20 Incredible Women in Technology Statistics for 2023

Technology may still be a male-dominated industry, but the number of women working in the field has slowly increased over the past few years. As an entrepreneurship consultant who assists startups and small businesses, I recognize the immense value diversity brings – better reflecting user needs, sparking innovation.

While historical biases contribute to low numbers of girls pursuing tech careers, promising initiatives now support the next generation. As the statistics below show, there is still a glaring gender gap in technology. However, coordinated efforts across the pipeline could see this gap narrow.

Let‘s analyze the key data points:

Snapshot of Women in Tech Roles

  • Only 24% of computing jobs are held by women, down from 37% in 1995 (Girls Who Code)
  • Just 17% of tech companies have a female CEO (StrongDM)
  • Women occupy 34.4% of positions at major tech firms like Google and Microsoft (LinkedIn)
  • Globally, the ratio of men to women in technology firms is around 3:1 (Deloitte)

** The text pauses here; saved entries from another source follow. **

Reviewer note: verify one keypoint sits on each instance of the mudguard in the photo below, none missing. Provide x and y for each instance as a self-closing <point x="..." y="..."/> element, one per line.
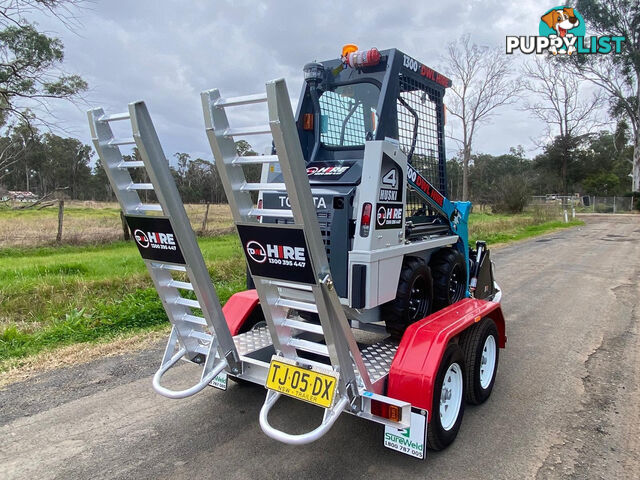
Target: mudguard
<point x="415" y="366"/>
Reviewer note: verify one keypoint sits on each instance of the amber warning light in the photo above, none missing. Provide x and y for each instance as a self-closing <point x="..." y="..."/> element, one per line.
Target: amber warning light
<point x="359" y="59"/>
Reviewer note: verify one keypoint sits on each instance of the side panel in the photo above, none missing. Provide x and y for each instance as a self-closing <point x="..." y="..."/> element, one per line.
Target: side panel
<point x="417" y="360"/>
<point x="238" y="308"/>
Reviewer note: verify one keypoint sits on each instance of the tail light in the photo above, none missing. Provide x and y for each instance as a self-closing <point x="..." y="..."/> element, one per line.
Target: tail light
<point x="365" y="220"/>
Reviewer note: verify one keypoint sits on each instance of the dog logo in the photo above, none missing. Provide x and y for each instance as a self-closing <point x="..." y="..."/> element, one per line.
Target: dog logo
<point x="562" y="23"/>
<point x="562" y="31"/>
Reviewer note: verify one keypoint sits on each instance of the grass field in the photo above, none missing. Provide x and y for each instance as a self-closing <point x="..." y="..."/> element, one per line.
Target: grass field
<point x="90" y="223"/>
<point x="53" y="296"/>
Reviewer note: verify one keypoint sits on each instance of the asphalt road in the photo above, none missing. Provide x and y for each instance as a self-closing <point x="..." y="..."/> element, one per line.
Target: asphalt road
<point x="566" y="402"/>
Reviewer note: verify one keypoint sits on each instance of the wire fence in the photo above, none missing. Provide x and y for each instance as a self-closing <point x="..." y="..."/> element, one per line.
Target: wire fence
<point x="585" y="203"/>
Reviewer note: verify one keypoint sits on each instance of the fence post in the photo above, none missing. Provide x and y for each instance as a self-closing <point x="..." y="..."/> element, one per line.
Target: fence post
<point x="204" y="220"/>
<point x="60" y="219"/>
<point x="125" y="229"/>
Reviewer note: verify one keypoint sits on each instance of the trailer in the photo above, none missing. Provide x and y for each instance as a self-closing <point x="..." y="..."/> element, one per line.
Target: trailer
<point x="367" y="298"/>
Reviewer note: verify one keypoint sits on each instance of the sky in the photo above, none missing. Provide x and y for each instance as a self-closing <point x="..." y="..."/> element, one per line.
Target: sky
<point x="167" y="52"/>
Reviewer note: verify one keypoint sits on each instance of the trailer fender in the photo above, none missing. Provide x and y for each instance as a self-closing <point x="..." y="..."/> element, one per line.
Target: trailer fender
<point x="238" y="308"/>
<point x="415" y="366"/>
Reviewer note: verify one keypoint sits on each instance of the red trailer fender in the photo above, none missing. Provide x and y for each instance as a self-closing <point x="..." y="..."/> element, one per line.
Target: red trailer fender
<point x="238" y="308"/>
<point x="415" y="366"/>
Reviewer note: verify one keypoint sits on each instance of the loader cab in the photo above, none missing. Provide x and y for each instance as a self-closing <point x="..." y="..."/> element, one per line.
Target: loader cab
<point x="342" y="106"/>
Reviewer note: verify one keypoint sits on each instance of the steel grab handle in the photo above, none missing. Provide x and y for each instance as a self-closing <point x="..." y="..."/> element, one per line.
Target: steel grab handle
<point x="204" y="381"/>
<point x="329" y="419"/>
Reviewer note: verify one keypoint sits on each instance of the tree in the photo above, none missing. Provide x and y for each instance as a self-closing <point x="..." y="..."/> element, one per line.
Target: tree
<point x="618" y="75"/>
<point x="482" y="82"/>
<point x="30" y="60"/>
<point x="563" y="105"/>
<point x="501" y="181"/>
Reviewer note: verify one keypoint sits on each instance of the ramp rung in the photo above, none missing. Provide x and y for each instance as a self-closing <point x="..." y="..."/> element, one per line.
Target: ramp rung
<point x="140" y="186"/>
<point x="304" y="326"/>
<point x="255" y="160"/>
<point x="251" y="187"/>
<point x="115" y="117"/>
<point x="200" y="335"/>
<point x="193" y="319"/>
<point x="130" y="164"/>
<point x="244" y="100"/>
<point x="187" y="302"/>
<point x="307" y="346"/>
<point x="148" y="207"/>
<point x="121" y="141"/>
<point x="242" y="131"/>
<point x="178" y="284"/>
<point x="297" y="305"/>
<point x="270" y="212"/>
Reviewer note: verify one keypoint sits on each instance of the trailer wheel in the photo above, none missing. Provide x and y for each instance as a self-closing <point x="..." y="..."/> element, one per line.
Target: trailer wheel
<point x="480" y="347"/>
<point x="447" y="405"/>
<point x="449" y="277"/>
<point x="413" y="299"/>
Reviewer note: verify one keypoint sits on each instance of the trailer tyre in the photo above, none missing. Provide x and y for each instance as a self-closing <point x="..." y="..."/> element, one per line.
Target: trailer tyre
<point x="448" y="399"/>
<point x="413" y="300"/>
<point x="480" y="347"/>
<point x="449" y="277"/>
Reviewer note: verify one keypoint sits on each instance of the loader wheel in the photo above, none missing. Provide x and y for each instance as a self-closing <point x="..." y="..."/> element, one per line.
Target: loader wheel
<point x="480" y="347"/>
<point x="413" y="298"/>
<point x="447" y="405"/>
<point x="449" y="277"/>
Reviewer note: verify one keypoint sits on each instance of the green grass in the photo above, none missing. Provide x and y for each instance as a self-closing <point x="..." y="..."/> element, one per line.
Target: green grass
<point x="56" y="296"/>
<point x="499" y="228"/>
<point x="50" y="297"/>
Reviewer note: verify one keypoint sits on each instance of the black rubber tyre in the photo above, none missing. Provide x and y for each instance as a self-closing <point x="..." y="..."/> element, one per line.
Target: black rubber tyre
<point x="438" y="437"/>
<point x="449" y="277"/>
<point x="250" y="284"/>
<point x="474" y="343"/>
<point x="413" y="299"/>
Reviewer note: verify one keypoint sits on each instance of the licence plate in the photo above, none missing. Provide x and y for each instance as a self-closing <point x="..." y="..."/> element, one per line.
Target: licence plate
<point x="311" y="385"/>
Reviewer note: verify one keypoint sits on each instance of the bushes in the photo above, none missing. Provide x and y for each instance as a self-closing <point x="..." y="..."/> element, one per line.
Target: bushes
<point x="512" y="196"/>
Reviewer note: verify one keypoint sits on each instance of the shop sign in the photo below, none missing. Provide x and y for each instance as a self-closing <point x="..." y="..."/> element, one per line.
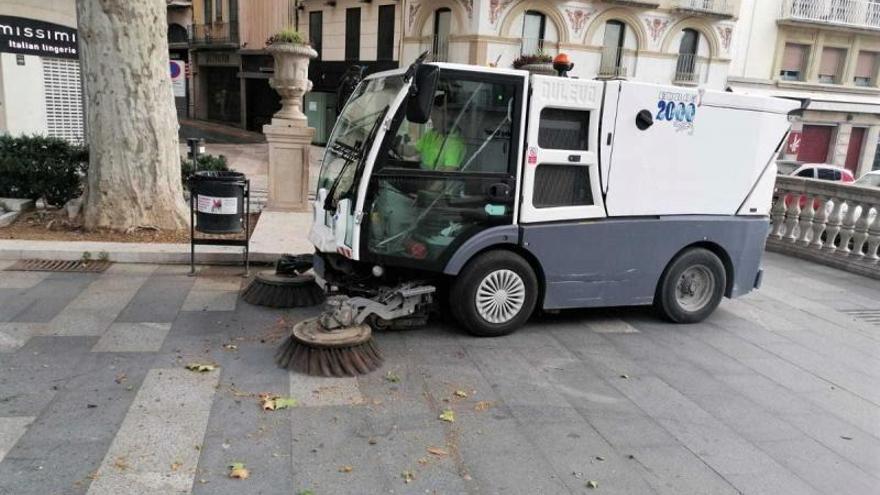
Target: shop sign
<point x="33" y="37"/>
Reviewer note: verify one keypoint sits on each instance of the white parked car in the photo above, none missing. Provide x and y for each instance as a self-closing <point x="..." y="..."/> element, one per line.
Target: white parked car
<point x="823" y="171"/>
<point x="871" y="179"/>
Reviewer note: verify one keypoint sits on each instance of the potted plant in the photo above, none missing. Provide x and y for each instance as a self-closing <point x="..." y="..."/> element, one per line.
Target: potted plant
<point x="291" y="77"/>
<point x="536" y="63"/>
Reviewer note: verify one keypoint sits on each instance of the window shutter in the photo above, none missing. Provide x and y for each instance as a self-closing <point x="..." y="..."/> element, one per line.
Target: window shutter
<point x="794" y="57"/>
<point x="832" y="61"/>
<point x="64" y="111"/>
<point x="866" y="64"/>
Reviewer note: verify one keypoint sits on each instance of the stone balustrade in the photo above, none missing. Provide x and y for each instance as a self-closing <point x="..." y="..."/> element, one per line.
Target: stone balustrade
<point x="832" y="223"/>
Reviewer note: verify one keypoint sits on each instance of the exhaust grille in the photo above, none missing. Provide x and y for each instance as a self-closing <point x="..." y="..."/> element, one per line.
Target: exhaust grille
<point x="76" y="266"/>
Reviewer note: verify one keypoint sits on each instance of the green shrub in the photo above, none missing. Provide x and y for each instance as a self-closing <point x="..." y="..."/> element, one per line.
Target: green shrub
<point x="35" y="167"/>
<point x="206" y="162"/>
<point x="288" y="35"/>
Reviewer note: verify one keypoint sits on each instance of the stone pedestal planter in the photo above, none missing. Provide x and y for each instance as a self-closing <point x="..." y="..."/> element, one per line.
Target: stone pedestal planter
<point x="291" y="79"/>
<point x="289" y="135"/>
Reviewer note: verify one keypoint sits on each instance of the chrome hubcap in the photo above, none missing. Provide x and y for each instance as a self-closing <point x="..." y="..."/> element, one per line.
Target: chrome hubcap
<point x="694" y="288"/>
<point x="500" y="296"/>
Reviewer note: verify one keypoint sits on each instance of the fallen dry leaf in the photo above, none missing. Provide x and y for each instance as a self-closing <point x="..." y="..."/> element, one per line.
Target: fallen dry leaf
<point x="438" y="451"/>
<point x="483" y="405"/>
<point x="238" y="471"/>
<point x="201" y="367"/>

Alarming Stats on Women of Color

  • Only 3% of women in tech are Black or African American (CIO)
  • Similarly low numbers for Hispanic and minority women
  • Just 9% of LGBTQ+ women say it‘s easy to thrive in tech (CIO)

STEM Education Gap

  • Only 18% of women complete tech bachelor‘s degrees in the US (GrepBeat)
  • But 74% of teenage girls now express interest in STEM fields (DataProt)

Shocking Pay and Retention Divide

  • In 2022, women in tech were paid 82% of what men earn (Pew Research Center)
  • 50% of women working in technology quit by age 35 (Technopedia)

Signs of Progress

  • Facebook‘s female workforce rose to 33.9% in 2022 (Womentech Network)
  • Coding camps for girls and mentorship networks grow every year

The Road Ahead

As a consultant who assists diverse leadership teams, I firmly believe technology companies reap immense rewards when they make diversity and inclusion a strategic priority.

Initiatives helping companies set representation targets, run pay audits and foster inclusive cultures are key to balancing the scales. Supporting girls in coding early on ensures we tap this talent.

Sustained focus across the pipeline is moving the needle for women in technology. And that benefits businesses and society as a whole. The future is undoubtedly female!

Data sourced from Girls Who Code, StrongDM, LinkedIn, Deloitte, CIO, GrepBeat, Technopedia, Womentech Network, DataProt, Pew Research Center.